Scooping Grasping — fingertip force enables adaptive contact and natural lift-off from the floor.

Demo

Comparison — full comparison video showing the effect of compliance control during scooping.


Principle

Fingertip Force Transformation

Fingertip force-torque values are transformed to the wrist frame and combined with the wrist F/T sensor for compliance control of the manipulator.

Fingertip Contact Force — external forces are measured at each fingertip.

Fingertip Contact Force — external forces are measured at each fingertip.

Wrench Aggregation to Wrist Frame

Each fingertip wrench \(\mathbf{w}_i = (\mathbf{f}_i,\, \boldsymbol{\tau}_i)\) measured in the fingertip frame is transformed to the wrist frame \(\{W\}\) via the kinematic transform \({}^W T_i\). The rotation matrix \(\mathbf{R}_i\) and position offset \(\mathbf{r}_i\) are obtained from TF.

\[ \mathbf{f}_i^W = \mathbf{R}_i \, \mathbf{f}_i \]
\[ \boldsymbol{\tau}_i^W = \mathbf{R}_i \, \boldsymbol{\tau}_i + \mathbf{r}_i \times \mathbf{f}_i^W \]
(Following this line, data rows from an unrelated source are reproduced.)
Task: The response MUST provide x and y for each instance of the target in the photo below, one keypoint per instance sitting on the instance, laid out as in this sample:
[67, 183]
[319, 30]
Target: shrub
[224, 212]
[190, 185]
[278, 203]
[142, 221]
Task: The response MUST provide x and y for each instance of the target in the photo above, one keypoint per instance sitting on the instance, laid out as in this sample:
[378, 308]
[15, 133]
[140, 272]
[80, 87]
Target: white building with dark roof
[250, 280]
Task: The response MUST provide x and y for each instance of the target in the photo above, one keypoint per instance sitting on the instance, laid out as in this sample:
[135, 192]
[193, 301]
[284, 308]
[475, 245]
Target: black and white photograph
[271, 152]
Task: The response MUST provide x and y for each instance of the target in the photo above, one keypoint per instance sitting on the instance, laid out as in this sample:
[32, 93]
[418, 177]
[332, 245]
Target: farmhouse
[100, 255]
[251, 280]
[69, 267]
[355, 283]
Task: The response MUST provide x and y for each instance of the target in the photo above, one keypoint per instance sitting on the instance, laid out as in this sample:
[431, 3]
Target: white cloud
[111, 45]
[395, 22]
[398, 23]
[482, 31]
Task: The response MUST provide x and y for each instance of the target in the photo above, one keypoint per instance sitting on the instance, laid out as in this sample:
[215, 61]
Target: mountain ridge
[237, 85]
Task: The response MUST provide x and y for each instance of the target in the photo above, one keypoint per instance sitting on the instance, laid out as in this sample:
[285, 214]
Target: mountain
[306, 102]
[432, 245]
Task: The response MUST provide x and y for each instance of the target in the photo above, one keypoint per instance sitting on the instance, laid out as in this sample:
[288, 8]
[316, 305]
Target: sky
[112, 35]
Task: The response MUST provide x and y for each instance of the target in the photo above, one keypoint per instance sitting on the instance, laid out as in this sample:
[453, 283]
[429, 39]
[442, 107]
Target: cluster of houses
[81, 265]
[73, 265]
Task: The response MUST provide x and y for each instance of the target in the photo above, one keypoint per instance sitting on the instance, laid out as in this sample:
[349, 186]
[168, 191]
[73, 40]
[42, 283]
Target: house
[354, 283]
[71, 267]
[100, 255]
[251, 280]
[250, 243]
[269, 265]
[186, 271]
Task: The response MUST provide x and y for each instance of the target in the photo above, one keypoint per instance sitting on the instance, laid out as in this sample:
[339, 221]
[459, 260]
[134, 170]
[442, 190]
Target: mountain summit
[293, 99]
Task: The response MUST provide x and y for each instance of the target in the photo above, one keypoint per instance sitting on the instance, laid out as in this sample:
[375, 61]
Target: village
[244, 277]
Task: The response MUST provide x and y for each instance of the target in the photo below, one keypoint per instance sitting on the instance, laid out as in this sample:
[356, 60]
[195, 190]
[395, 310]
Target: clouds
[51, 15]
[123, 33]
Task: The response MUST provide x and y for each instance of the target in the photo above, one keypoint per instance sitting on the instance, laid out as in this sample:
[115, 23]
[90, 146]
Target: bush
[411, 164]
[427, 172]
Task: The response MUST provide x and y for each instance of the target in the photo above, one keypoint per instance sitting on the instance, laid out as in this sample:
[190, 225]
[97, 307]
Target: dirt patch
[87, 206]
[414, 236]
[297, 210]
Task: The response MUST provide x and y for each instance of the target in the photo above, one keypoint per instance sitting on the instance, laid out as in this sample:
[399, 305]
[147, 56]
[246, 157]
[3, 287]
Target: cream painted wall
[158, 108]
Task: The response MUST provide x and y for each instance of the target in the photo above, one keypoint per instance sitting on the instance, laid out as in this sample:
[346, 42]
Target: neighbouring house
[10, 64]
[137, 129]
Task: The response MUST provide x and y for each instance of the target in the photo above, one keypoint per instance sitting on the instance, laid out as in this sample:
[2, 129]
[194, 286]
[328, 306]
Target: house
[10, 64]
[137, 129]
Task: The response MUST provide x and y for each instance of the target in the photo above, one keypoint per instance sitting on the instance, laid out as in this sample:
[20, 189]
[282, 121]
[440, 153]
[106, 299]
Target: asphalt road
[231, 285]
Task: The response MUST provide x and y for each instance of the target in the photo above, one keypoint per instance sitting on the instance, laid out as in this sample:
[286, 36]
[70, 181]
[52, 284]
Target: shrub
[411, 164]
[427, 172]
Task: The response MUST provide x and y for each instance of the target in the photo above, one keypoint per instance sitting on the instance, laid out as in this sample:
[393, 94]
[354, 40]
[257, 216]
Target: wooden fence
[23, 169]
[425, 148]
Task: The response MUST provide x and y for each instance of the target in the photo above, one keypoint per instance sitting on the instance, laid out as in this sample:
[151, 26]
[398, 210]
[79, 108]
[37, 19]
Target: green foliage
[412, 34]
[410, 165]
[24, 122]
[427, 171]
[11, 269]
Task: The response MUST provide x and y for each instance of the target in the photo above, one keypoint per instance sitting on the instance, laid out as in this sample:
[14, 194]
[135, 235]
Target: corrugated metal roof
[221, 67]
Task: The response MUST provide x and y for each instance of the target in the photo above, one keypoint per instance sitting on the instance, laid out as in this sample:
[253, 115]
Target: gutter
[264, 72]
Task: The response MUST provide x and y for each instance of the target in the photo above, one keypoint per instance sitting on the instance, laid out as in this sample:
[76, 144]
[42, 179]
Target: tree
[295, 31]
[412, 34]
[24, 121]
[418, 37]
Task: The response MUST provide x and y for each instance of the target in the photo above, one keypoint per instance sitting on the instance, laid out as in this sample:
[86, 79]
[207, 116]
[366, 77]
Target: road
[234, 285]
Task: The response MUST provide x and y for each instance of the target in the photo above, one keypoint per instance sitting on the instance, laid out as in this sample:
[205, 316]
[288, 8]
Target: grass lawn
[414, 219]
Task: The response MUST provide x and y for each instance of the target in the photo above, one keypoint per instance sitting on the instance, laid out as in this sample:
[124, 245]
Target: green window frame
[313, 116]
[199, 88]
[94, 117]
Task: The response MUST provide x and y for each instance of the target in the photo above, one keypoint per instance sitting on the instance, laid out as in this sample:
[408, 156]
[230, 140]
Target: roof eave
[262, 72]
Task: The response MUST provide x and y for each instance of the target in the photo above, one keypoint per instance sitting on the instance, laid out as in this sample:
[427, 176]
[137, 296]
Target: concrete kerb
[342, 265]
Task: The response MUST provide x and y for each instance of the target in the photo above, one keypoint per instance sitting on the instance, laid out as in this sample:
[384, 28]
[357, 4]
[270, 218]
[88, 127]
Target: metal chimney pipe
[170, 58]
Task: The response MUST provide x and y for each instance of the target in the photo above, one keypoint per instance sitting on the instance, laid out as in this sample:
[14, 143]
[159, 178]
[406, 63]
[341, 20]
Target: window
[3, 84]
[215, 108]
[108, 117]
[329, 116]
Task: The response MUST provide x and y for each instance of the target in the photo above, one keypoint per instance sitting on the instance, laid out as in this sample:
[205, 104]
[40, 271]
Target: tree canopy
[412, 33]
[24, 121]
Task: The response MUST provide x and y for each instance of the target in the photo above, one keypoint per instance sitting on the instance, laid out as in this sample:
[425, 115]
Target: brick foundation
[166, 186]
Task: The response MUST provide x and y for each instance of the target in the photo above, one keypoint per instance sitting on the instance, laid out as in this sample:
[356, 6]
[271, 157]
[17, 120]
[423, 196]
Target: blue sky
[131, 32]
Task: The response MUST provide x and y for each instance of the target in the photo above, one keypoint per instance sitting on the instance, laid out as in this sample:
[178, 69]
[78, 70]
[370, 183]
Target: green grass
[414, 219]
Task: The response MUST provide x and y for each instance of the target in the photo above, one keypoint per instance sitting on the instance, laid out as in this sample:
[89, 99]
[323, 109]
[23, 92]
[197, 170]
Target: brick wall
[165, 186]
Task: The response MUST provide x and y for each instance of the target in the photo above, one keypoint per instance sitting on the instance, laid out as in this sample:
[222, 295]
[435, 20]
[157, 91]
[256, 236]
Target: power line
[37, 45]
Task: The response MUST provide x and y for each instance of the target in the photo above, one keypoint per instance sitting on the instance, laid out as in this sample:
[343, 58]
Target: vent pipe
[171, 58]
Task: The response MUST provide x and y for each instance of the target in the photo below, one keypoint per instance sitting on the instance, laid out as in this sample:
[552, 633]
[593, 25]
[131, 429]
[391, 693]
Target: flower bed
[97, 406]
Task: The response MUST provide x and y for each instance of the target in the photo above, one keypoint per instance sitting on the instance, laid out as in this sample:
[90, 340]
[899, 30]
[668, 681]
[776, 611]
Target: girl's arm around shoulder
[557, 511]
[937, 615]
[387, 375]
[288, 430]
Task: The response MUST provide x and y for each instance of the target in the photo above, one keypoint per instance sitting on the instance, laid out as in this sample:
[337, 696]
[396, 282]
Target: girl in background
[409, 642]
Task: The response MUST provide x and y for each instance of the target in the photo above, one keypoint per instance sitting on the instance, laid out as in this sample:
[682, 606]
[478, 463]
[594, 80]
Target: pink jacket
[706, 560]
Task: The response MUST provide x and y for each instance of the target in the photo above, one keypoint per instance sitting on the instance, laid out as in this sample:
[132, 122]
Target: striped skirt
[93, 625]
The aggregated wrench at the wrist combines all \(N\) fingertip contributions and is merged with the physical wrist F/T reading \((\mathbf{f}_\text{wrist},\,\boldsymbol{\tau}_\text{wrist})\):

\[ \mathbf{f}_\text{total} = \mathbf{f}_\text{wrist} + \sum_{i=1}^{N} \mathbf{f}_i^W, \qquad \boldsymbol{\tau}_\text{total} = \boldsymbol{\tau}_\text{wrist} + \sum_{i=1}^{N} \boldsymbol{\tau}_i^W \]

This combined wrench \((\mathbf{f}_\text{total},\, \boldsymbol{\tau}_\text{total})\) is fed as the external force input to the impedance controller, enabling the manipulator to react compliantly to both wrist-level and fingertip-level contacts during the scooping grasping motion.

Fingertip Force Transformation — the fingertip F/T values are transformed and aggregated to the wrist frame for compliance control.


Comparison: w/ vs. w/o Wrist Wrench Aggregator

Without the aggregator, the manipulator cannot react sensitively to floor contact. With the aggregator, the combined fingertip wrench enables immediate compliant response.

Click on any video to play both simultaneously.

Without Aggregator — fingertip forces are not reflected to the wrist; the hand cannot react to contact sensitively.

With Aggregator — aggregated fingertip wrench at the wrist enables sensitive, compliant scooping from the floor.